RE: Fwd:

Tom MacDonald Tue, 13 May 2014 17:47:23 -0700

Hello Julien and Hervé

My name  is  Tom  MacDonald and I am the manager of the Chapel team at Cray.
This is the first time we have seen this question from you, and we are not sure 
why
we did not see this email the first time you sent it.  I’m sorry you had to 
send this
message a second time.


The first question I have is which version of Chapel are you using?
The most recent sources are the 1.9.0 version and are currently available
for download from the SourceForge web site:

  https://sourceforge.net/projects/chapel/

If you are not using the latest Chapel version, can you please compile and run
your program again using the latest version and let us know your results?
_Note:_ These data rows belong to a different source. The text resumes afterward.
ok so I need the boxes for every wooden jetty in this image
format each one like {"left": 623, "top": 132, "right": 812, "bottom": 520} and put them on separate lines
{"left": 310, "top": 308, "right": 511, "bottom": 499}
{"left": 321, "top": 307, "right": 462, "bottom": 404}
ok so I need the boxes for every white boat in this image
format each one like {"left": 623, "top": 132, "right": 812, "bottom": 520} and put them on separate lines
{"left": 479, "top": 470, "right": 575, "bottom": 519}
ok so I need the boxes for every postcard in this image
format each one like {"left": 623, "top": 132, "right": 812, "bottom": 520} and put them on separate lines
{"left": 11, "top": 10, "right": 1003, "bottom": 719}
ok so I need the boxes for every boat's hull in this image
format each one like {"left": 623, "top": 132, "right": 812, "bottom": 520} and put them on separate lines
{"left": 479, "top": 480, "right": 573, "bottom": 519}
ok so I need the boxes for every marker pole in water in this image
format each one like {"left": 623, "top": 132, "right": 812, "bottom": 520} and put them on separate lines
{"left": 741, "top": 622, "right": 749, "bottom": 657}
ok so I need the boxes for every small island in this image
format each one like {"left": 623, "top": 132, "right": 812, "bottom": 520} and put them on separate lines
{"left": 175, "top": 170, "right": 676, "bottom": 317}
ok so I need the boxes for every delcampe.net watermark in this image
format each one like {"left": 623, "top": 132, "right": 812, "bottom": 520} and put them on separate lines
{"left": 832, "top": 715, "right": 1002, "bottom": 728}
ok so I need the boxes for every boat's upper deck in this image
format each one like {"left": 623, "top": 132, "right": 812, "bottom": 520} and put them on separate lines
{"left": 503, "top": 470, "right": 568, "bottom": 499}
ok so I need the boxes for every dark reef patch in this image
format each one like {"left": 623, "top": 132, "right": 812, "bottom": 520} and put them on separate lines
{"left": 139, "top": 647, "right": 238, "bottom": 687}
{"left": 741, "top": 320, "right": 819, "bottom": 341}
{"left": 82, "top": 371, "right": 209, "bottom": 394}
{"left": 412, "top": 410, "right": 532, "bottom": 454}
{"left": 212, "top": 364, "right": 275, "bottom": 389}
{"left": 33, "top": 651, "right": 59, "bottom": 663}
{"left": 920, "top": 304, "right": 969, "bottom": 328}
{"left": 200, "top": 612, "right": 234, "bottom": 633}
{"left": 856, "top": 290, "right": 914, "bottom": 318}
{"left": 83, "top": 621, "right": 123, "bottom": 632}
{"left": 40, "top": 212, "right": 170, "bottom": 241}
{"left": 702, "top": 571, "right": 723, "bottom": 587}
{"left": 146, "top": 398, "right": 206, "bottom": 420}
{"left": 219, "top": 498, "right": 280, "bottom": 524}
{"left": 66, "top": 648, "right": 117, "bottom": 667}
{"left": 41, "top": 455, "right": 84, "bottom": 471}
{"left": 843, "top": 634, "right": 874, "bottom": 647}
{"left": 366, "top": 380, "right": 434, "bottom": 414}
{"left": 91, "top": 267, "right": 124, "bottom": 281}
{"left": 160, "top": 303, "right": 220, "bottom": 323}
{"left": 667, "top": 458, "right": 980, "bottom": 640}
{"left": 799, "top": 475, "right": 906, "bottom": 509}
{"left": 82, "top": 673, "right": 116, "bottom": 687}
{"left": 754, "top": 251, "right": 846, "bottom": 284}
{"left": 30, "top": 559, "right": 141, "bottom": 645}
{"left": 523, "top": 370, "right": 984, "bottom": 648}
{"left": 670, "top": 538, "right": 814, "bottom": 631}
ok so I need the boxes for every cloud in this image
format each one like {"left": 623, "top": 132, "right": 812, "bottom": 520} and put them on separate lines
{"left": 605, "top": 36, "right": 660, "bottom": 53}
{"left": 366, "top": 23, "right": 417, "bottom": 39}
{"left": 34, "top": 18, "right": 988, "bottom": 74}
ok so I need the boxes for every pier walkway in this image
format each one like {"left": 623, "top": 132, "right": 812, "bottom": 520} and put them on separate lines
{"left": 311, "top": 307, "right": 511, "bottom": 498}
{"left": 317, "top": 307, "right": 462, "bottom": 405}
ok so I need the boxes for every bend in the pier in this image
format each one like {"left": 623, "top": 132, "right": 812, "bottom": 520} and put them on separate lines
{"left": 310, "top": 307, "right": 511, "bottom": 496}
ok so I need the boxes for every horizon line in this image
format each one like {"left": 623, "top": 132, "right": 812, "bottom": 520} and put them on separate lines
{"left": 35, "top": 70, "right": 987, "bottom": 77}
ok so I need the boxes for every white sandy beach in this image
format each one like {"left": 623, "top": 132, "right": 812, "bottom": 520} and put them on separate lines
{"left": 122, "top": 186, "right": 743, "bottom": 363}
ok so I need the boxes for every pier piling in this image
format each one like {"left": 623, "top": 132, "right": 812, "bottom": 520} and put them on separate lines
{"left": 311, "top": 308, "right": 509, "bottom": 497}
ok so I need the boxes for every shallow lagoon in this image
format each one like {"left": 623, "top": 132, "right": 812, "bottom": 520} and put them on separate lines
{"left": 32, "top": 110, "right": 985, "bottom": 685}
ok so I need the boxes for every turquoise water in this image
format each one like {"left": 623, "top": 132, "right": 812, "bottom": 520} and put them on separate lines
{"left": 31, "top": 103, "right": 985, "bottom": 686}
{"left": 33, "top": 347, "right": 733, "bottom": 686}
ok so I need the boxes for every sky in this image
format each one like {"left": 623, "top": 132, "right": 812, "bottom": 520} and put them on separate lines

I see you already are using the –fast flag when you compile.

We are currently working to improve Chapel performance with each
release and are making significant strides.  To track our progress
over time, refer to:

        http://chapel.sourceforge.net/perf/

Also please read the file named PERFORMANCE that comes with the download.

If you are using the 1.9.0 version, please let us know that too.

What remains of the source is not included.